The present invention relates to the field of speech synthesis and concerns a new technique to synthesize speech from unrestricted written text.
Text-to-speech synthesis is usually obtained by computing, for each sentence to be synthesized, an intonation contour and the spectra features sequence that represents the phonetic information to synthesize. Correct spectral representation of speech is a major issue in speech synthesis. The prior art methods stem from two general approaches: concatenation synthesis and synthesis by rules.
Concatenation synthesis is based on a proper representation, usually Linear Prediction Coding (LPC), of prerecorded segments of speech, that are stretched and adjoined together in order to construct the desired synthetic speech.
Synthesis by rules, known also as formant synthesis, provides a spectral description of the steady states for each phoneme. Spectra between two adjacent phonemes are then interpolated on the basis of rules drawn by human phoneticians.

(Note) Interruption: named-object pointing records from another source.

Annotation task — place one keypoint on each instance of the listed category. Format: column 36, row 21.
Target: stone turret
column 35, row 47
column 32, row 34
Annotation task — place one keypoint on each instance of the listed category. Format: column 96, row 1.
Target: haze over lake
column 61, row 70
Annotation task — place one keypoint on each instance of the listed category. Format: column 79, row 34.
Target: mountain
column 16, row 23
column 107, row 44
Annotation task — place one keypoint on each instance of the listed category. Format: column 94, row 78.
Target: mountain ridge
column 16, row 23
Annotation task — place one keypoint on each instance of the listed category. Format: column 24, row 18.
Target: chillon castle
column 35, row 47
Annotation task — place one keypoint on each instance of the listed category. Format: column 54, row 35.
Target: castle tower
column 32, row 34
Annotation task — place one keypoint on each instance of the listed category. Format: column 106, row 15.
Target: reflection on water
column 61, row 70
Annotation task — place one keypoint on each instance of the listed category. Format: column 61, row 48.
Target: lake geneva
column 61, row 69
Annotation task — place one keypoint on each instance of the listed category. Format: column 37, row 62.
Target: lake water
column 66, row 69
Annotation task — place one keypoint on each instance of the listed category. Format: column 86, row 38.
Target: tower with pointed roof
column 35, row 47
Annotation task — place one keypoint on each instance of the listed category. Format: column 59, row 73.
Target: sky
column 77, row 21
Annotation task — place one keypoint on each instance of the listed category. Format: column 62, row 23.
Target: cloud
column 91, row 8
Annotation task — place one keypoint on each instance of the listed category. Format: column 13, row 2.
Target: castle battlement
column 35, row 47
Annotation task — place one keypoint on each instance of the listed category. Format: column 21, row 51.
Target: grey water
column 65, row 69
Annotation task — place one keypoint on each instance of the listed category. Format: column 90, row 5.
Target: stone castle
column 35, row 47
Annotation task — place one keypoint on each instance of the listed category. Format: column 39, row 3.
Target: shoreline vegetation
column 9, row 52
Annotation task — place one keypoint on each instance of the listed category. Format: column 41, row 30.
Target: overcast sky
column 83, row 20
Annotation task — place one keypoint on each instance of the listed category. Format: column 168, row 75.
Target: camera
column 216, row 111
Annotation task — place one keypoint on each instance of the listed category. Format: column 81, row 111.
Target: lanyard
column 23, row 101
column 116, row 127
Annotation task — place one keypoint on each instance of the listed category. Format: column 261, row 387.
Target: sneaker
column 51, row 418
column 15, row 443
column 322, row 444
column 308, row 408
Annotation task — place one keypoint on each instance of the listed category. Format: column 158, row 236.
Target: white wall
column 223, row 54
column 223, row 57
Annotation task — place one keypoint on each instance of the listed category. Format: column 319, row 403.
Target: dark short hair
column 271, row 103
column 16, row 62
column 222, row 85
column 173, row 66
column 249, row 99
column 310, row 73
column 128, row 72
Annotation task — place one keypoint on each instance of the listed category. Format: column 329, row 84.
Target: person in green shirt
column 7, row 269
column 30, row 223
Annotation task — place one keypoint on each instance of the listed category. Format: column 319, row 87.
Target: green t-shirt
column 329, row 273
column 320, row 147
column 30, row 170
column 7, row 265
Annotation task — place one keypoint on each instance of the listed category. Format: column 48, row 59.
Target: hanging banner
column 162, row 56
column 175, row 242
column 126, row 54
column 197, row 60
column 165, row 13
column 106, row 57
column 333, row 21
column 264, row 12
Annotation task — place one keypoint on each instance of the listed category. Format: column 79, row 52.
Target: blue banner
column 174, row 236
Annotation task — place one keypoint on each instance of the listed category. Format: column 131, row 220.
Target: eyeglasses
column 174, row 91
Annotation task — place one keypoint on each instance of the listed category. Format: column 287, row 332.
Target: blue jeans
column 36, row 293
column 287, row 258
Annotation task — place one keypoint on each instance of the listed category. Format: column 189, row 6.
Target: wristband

The drawbacks of the prior art are that the first method requires a large set of segments (hundreds or more) that are to be extracted from natural speech and the second method requires a high degree of phonetic knowledge. The above requirements, together with the intrinsic complexity of rules, have limited the dissemination of synthesizers using the above methods. Furthermore, generally a text-to-speech synthesizer is strictly language dependent. In fact, phonetic rules vary from one language to another, as well as the speech segments to be used in concatenation synthesis, so that the complexity of customizing a synthesizer to another language is close to that of designing a completely new synthesizer.